Freitag, 17. Juli 2015

Zu langsam

Ich bin eine Frau und ich sehe den Film „Thelma und Louise“. Er ist fast ein Vierteljahrhundert alt und er spielt in einer Region, die auch heute noch im europäischen Maßstab als eher konservativ gilt. Das klassische Verhältnis von Frau und Mann ist in diesem systemkritischen Film überzeichnet, „aus meinem Leben gegriffen“ sind diese Szenen nicht. Ich könnte mich also distanzieren. Aber ich kann nicht: Das Gefühl gegen den eigenen Willen einen Schwanz in den Körper gesteckt zu bekommen ist in mich eingebrannt, ohne dass ich diese Erfahrung selber machen musste. Ich habe diese Geschichte oft genug gelesen, gehört und gesehen. Manchmal habe ich mich auch in den Mann hineingefühlt, aber dann bin ich doch wieder zurückgefallen in meinen Körper, habe meine Vagina gestreichelt und diesen Schmerz gespürt. Und diese Wut. Der Genuss ihr nachzugeben und sich zu rächen, den Spieß umzudrehen und ihn, den Mann, leiden zu lassen, ihn zu zerstören. Altbekannter Filmplot, gern gespieltes Kopfkino.
Im Hier und Jetzt sitze ich an einer Kiesgrube und der Imbiss ist geschmückt mit einer Frau in lasziver Pose (zu sehen auf dem LKW dieses ekligen Typen aus dem Film), dazu ein Spruch, der „Heißes“ verspricht. Ich denke an die Ratschläge, die ich früher bekam: „nicht direkt in die Augen schauen“, „nicht zu sexy kleiden und bewegen“, „nicht allein trampen oder nachts unterwegs sein“… und daran, dass ich sie an meine Tochter weitergeben werde. Trotzdem. Obwohl ich ihre Implikation kenne, weiß, dass sie zementieren, was schon betoniert ist. Und ich denke an die Geschichten, die wir Frauen uns nach dem dritten Glas Rotwein erzählen und die wir alle schon erlebt haben, die „Kussattacken aus dem Nichts“, die „anzüglichen Sprüche“, das „Gegrabsche und Gepfeife“… und auch ich erzähle sie immer wieder gegen die Angst, früher um mich, jetzt um meine Tochter.
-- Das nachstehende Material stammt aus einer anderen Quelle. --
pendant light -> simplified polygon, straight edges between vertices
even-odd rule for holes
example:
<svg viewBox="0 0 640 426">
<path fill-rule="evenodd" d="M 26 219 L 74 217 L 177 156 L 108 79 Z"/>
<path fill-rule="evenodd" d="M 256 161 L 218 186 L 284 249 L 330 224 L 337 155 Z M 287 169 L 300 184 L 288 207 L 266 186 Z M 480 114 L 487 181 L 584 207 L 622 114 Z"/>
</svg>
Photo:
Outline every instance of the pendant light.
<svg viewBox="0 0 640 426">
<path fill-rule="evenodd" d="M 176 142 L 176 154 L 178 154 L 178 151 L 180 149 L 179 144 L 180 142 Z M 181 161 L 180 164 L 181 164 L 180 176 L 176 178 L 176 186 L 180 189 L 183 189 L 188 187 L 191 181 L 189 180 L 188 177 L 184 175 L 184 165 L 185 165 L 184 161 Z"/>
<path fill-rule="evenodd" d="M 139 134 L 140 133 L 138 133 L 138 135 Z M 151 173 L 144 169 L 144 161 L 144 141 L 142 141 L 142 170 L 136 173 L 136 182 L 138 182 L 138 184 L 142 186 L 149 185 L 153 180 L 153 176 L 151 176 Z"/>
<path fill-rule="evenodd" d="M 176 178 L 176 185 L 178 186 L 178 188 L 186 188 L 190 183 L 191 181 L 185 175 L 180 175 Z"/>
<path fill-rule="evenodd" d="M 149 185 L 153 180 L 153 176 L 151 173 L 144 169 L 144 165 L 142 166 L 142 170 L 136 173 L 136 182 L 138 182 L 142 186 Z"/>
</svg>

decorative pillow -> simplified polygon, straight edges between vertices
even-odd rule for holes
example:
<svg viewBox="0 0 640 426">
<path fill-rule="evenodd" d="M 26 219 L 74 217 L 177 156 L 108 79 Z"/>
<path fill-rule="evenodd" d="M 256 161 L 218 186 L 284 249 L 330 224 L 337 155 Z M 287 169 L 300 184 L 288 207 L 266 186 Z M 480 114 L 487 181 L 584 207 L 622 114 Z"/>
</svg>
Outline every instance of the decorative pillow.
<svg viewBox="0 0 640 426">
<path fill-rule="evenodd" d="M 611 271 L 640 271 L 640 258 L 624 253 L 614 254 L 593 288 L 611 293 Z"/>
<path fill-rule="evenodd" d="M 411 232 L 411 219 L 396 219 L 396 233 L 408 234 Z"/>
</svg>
Und ich denke an die Rollen, die meine Freundinnen in ihren Partnerschaften und in ihren Berufen spielen, an ihr Zurückstecken, An das Sich-selbst-beschneiden und Beschnitten-werden. Am Ende kommt dasselbe Muster heraus: Wir sind die, die den Kindern die Schuhe kaufen und bei der beruflichen Verwirklichung Verzicht üben. Weil wir weich werden in unserer Forderung nach halbe-halbe, wenn wir sehen, wie viel unsere Männer im Vergleich mit Anderen geben und wie viel sie das kostet. Ich rede mir fleißig ein, dass ich einen kleinen Schritt gemacht habe, aber wieso, wieso so langsam und wann, Mutter, wann sind wir endlich da? Sollte ich doch lieber den Heldinnen nacheifern und um mich schießen. Aber was bleibt dann noch übrig?